Dessus on avait des jeeps, un chargement en pontée et des chars, et ils nous ont envoyés à Anvers en Belgique. On a tout déchargé là et on a passé deux jours là-bas. Notre équipage est descendu à terre et, bien sûr, vous savez, les allemands étaient partis. C’était toujours la guerre, évidemment, et ce qui s’est passé c’est qu’on a croisé deux dames, des jeunes femmes, qui se trouvaient, qui étaient à l’intérieur d’un café, elles n’avaient rien à manger et quoiqu’il en soit il s’est avéré qu’elles revenaient d’un camp de concentration. Elles s’en étaient échappées précédemment et elles avaient besoin de s’occuper et elles n’avaient pas de nourriture et en tout cas, on a découvert qu’elles étaient juives ; et j’ai réussi à leur parler en hébreu ou dans une langue juive plutôt, je devrais dire. Et elles étaient très, très heureuses et elles pleuraient ; et je suis retourné sur le bateau et un de nos officiers qui était très gentil avec moi m’a donné un carton plein de nourriture qui venait des cuisines. Je leur ai apporté et elles ont été décontenancées; et elles étaient tellement heureuses et elles ne savaient pas quoi faire pour nous. Alors c’est une des choses qui sont arrivées et qui m’a rendu très fier aussi.

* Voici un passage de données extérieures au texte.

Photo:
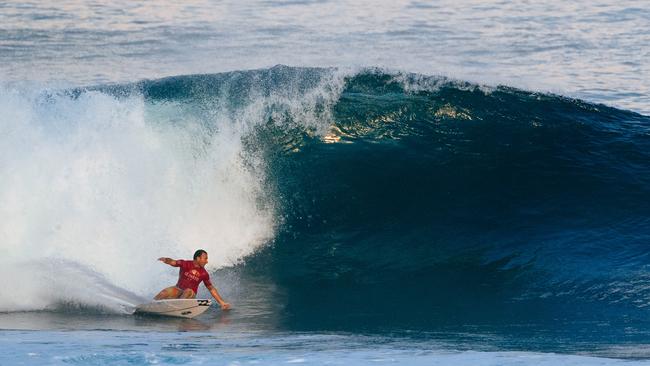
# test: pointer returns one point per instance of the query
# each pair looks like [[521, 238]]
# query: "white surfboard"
[[184, 308]]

Tout ce qu’elles ont dit c’est qu’elles étaient dans un camp de concentration et que beaucoup, beaucoup de gens avaient été assassinés ou tués, qu’elles avaient réussi à s’échapper. Il y avait eu un raid allié ou quelque chose comme ça et elles avaient réussi à sortir du camp ; et elles avaient fait le chemin jusque là depuis le sud de la Belgique ou quelque part, et elles étaient remontées, et c’est là qu’elles s’étaient retrouvées, à Anvers. En fait, la jeune fille qui était avec elles, elle avait dans les, je pense qu’elle avait la vingtaine, elles avait habité à l’extérieur d’Anvers. Et l’autre venait de Tchécoslovaquie, elle a dit, et voilà. Alors on était heureux de les avoir aidées et voilà, et elles nous ont été très reconnaissantes.

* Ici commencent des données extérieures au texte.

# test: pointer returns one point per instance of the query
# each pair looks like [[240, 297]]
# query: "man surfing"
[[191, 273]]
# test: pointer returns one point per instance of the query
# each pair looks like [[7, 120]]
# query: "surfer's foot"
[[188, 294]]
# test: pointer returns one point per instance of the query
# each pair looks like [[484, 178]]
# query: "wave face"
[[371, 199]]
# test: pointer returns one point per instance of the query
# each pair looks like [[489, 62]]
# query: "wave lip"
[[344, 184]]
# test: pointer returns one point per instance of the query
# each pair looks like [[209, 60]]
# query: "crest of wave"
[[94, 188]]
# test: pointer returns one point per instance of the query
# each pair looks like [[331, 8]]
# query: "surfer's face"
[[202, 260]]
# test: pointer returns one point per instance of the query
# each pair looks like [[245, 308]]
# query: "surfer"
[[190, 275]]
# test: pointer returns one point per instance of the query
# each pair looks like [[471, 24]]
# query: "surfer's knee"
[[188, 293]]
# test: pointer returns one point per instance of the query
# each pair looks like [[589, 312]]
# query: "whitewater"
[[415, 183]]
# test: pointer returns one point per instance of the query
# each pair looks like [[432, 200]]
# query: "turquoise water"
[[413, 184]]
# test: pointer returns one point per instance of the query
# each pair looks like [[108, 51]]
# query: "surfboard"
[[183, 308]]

Et puis on devait rentrer au quartier et ensuite on est repartis en mer. On est retournés en Angleterre et on s’est retrouvés en Irlande du Nord, je crois. Et puis on est retournés à Southampton et j’ai eu quatre jours de permission. Et quand je suis rentré, ils m’ont dit qu’ils allaient me faire passer sur l’Aquitania qui était un navire de troupes à ce moment-là. Juste après j’étais en route pour, pour le Canada.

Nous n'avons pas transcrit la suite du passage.